These past few months have been a little hectic for me. I've been nursing a broken heart! Something I didn't expect or plan to do for a while. But it happened & now I have to deal with it.
Me being the strong lady I am, I've been handling it all pretty well. There were a few days where I thought I just couldn't anymore, but then I found new hope too carry on in the smile of my son.
I fell for a guy I KNEW I couldn't have. (He's in a relationship) I crushed so hard on this guy, that I started dreaming about him. It was hectic. Painful, yet I kept thinking about him. I even started hanging out with him & his girlfriend. Biggest mistake ever, but I thought if I got close enough to him & his girlfriend, & that if I saw how happy they are that I'd get over my crush. Stupid, stupid Donna.

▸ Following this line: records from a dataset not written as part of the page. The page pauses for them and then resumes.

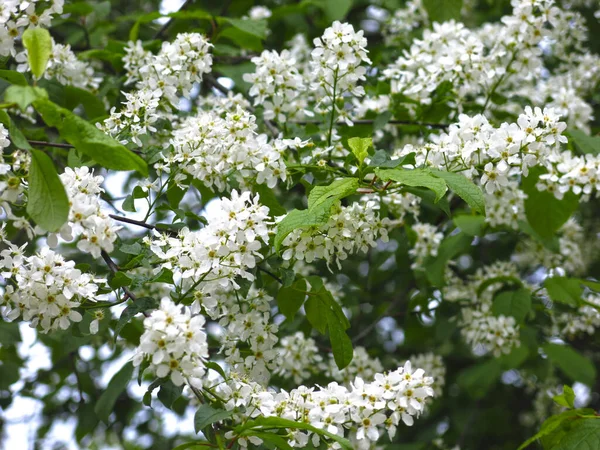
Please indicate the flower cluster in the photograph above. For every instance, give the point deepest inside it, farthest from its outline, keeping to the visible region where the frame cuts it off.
(336, 63)
(174, 344)
(433, 365)
(299, 355)
(475, 147)
(88, 220)
(367, 409)
(277, 85)
(170, 73)
(586, 320)
(64, 67)
(44, 289)
(17, 15)
(427, 243)
(349, 229)
(214, 145)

Disappointingly it didn't work. I fell even deeper. I couldn't understand how I had developed such a crush for a guy I barely knew & even though I knew he had a girlfriend. It sucked. It still sucks, but I think I'm starting to come to terms with it now. Letting go & moving on. Forgiving myself for the stupid mistake & forgetting him because the lust I feel towards him is a sin.
I started questioning myself & everybody around me. I needed answers, but I wasn't quite sure where to find them. Luckily for me, I live with a VERY wise man. Wimpie gave me the answer I was looking for. I fell in love with this guy because I was lonely. This guy was giving me attention, saying all the right things, flirting & all that jazz. I haven't felt any affection towards a guy since Tiaan's dad & I broke up, so yes I'll admit I was lonely. And there this guy was, doing all the perfect things a lonely heart lusts for.
For those few seconds which he was giving me attention I felt something again. I felt human. This heartbreak was self inflicted, I know. I take full responsibility, but it still hurt. Still, I won't be moping around & be feeling sorry for myself. This was just another lesson I needed to learn;
"Love when you are Ready, not because you are Lonely!"
So ladies, remember those wise words. We tend to give our broken hearts so easily not because we want them to be loved, but because we want them to be fixed.
Another lesson I had to learn in life! I don't regret it at all. Each lesson I learn makes me a stronger & wiser lady in the end. Proud to say, for the first time in a long time I am able to see the positive side of this dilemma & not the negative.